JCheckLinks

A java hyperlink validator

JCheckLinks is a Java™ application which validates hyperlinks in web sites. It includes no native code so it should run on any Java 1.1.7 virtual machine. The licensing terms are LGPL with the main app class being GPL (which means you can incorporate the meat of the source into a commercial app, but not the front-end class).

ftp site.

download version 0.4b (gzipped tar)
V0.4b is a non-expiring version of V0.4
README .. CHANGELOG
HTTPClient package home page.
Java at Sun.
Java for Linux. This is the JDK used by the author.
Checkers: another java hyperlink validator.
LinkChecker: another java hyperlink validator.

This page is falling out of sync with the package as I rush to release new features.

JCheckLinks is multithreaded to take advantage of multi-processor machines. There are harvester threads and non-harvester threads. This allows the user to limit the number of CPU-intensive threads while allowing a large number of low-impact probing threads.

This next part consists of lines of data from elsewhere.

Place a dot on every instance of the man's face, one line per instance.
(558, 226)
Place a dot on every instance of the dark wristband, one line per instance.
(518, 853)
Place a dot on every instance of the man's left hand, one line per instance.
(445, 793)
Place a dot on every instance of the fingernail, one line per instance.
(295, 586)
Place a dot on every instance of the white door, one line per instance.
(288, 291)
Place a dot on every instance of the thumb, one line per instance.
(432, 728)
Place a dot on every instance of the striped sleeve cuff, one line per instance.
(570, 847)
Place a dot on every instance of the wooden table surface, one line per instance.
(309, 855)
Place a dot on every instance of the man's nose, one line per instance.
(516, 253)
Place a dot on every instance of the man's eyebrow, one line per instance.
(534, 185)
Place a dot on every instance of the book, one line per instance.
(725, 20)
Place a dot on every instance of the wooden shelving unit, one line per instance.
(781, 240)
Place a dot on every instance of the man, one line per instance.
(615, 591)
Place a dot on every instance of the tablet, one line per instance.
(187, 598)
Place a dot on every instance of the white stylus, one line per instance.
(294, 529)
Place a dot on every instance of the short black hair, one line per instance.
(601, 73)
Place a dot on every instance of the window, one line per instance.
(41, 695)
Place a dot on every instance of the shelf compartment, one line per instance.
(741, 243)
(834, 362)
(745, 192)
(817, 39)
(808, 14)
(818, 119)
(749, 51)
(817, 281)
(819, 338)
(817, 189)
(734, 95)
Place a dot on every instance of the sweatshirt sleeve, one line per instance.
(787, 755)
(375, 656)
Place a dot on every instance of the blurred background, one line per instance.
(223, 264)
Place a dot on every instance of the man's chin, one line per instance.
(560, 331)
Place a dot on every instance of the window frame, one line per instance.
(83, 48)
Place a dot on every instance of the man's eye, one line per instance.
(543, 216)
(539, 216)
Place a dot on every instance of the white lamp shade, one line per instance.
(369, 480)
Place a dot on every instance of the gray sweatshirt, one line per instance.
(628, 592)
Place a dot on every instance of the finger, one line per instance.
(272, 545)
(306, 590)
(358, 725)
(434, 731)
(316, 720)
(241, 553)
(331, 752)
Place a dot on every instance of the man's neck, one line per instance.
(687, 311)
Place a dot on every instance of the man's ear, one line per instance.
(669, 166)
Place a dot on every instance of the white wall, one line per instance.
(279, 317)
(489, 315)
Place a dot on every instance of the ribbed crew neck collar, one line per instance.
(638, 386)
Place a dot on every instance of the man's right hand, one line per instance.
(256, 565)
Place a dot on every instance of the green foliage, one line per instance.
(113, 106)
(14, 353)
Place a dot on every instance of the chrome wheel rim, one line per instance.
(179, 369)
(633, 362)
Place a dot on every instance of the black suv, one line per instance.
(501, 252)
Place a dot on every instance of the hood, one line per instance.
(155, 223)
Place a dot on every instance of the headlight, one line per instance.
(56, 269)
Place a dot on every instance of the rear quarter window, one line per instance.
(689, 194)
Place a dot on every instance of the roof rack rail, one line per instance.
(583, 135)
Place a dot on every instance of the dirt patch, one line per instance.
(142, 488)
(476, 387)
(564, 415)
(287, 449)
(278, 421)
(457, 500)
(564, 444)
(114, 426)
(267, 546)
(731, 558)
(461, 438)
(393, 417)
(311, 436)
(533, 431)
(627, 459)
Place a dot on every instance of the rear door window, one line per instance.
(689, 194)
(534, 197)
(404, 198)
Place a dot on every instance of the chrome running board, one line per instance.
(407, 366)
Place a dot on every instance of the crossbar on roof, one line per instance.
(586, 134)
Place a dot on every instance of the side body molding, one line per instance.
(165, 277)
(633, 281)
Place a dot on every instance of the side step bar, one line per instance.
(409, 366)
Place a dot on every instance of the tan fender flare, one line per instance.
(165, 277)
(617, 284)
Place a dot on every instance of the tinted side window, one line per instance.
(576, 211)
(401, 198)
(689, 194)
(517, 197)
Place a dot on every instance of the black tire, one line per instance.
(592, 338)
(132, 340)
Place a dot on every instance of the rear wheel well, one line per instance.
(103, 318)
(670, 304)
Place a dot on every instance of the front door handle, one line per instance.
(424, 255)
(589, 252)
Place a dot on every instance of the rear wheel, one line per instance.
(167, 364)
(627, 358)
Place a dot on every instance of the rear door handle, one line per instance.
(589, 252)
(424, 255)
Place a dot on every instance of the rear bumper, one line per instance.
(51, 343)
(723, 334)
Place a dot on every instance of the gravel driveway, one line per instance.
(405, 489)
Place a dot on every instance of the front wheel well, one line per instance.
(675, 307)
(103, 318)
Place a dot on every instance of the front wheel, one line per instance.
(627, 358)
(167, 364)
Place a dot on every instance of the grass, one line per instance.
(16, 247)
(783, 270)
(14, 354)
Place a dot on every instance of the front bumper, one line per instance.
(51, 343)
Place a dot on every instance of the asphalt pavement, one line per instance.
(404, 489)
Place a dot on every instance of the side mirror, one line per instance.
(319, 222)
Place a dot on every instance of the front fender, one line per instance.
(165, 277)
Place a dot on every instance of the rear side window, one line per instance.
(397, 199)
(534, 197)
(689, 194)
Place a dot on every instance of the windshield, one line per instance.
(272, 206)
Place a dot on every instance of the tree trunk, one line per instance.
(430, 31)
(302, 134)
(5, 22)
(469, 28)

JCheckLinks is currently limited to probing HTTP documents and local files. It has no support for https:, ftp:, gopher: or mailto:. Although some of these are in the TODO, others are impractical (mailto: verification is nigh impossible in the age of anti-spam warfare).

JCheckLinks only downloads and harvests URLs from documents with a Content-Type of text/html. I can be persuaded to add support for other document types if you can tell me how.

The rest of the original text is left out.